While some children may appear to have ‘normal hearing’, it is still possible that certain sound frequencies may be missing from that spectrum. The Otoacoustic Emissions Test allows audiologists to delve a little deeper by examining the quality of the outer hair cells required to detect sound. While many audiologists do not offer this service, ACE audiology does provide this test to further evaluate hearing in the individual, and is offered as part of a standard hearing test providing a deeper understanding of a client’s ability to hear.
What did the Otoacoustic Emission Test feel like?

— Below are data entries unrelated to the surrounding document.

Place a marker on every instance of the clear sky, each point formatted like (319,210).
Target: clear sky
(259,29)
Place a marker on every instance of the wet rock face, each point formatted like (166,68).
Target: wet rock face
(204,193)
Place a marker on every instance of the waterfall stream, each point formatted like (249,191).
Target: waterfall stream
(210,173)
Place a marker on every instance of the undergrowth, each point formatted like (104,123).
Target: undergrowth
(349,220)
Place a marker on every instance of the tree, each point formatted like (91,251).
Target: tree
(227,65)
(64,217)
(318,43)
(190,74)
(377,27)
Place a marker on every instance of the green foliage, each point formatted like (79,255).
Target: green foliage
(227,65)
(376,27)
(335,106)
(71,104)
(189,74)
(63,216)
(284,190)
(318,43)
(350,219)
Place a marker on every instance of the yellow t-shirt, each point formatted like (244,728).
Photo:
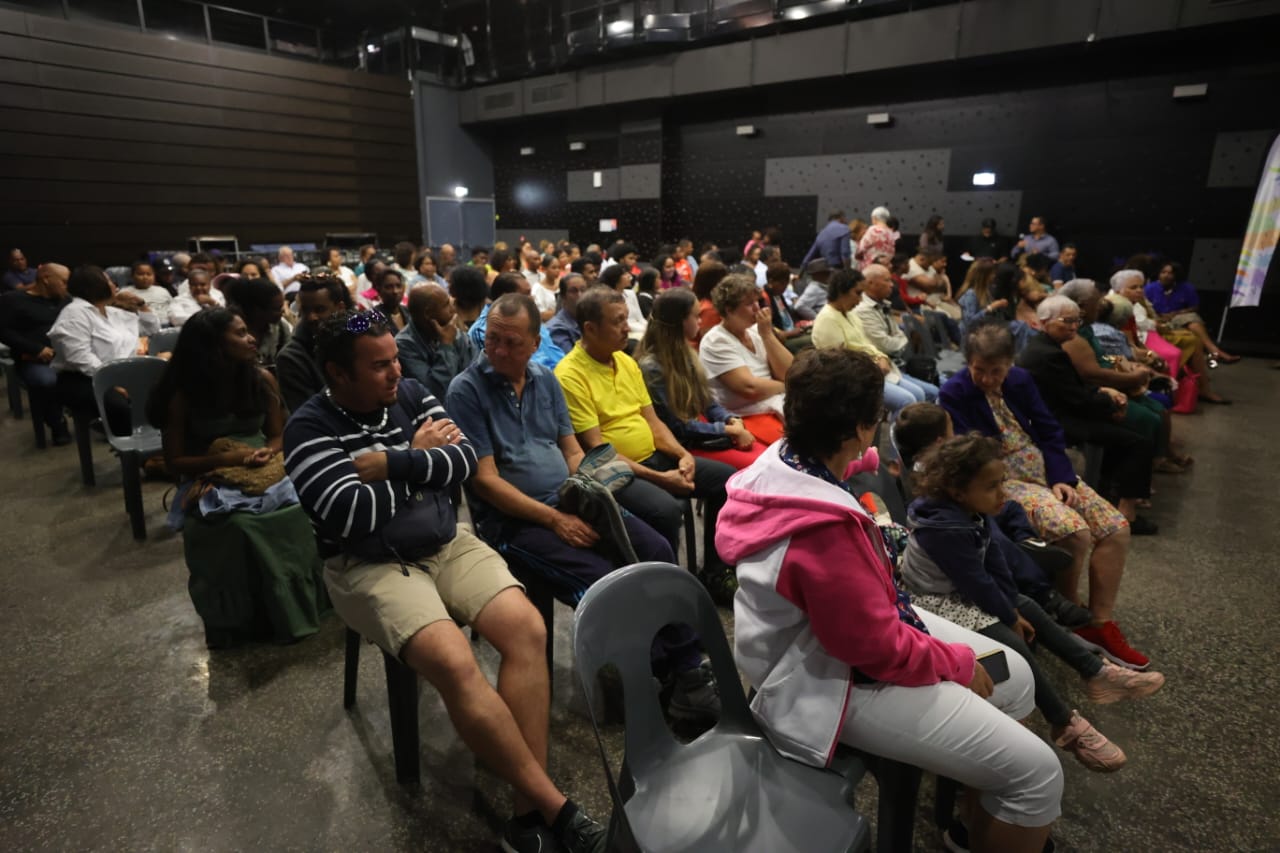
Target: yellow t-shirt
(608,396)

Again, the experience was very comfortable. ‘Clicking’ noises were played into my ear for a period of approximately 5-10seconds. The sounds were not dissimilar from what you would imagine the voice of a young robot to be. I found the experience to be rather comical. A chart shows the input tones and distortion product output in real time, providing an extraordinary level of detail.
How does the test work?
Testing otoacoustic emissions involves sending a ‘click’ sound into the ear. The click comprises of a range of frequencies.
There are two main types of otoacoustic emissions tests:
1. Click-evoked Otoacoustic Emissions, and
2. Distortion Production Otoacoustic Emissions (used more commonly).
The otoacoustic machine emits the ‘click’ into the ear canal and then has a microphone to pick up the echo that is received back from the cochlea. It does this as many as 200 times before calculating an average emission amount. This process measures the health of the outer-hair cells of the cochlea.
Yazdaneh arranged for a comprehensive report to be prepared that summarized the test results. In my case my hearing was normal however, I need to look after my hearing as it can degrade with exposure to loud noise/sound and aging.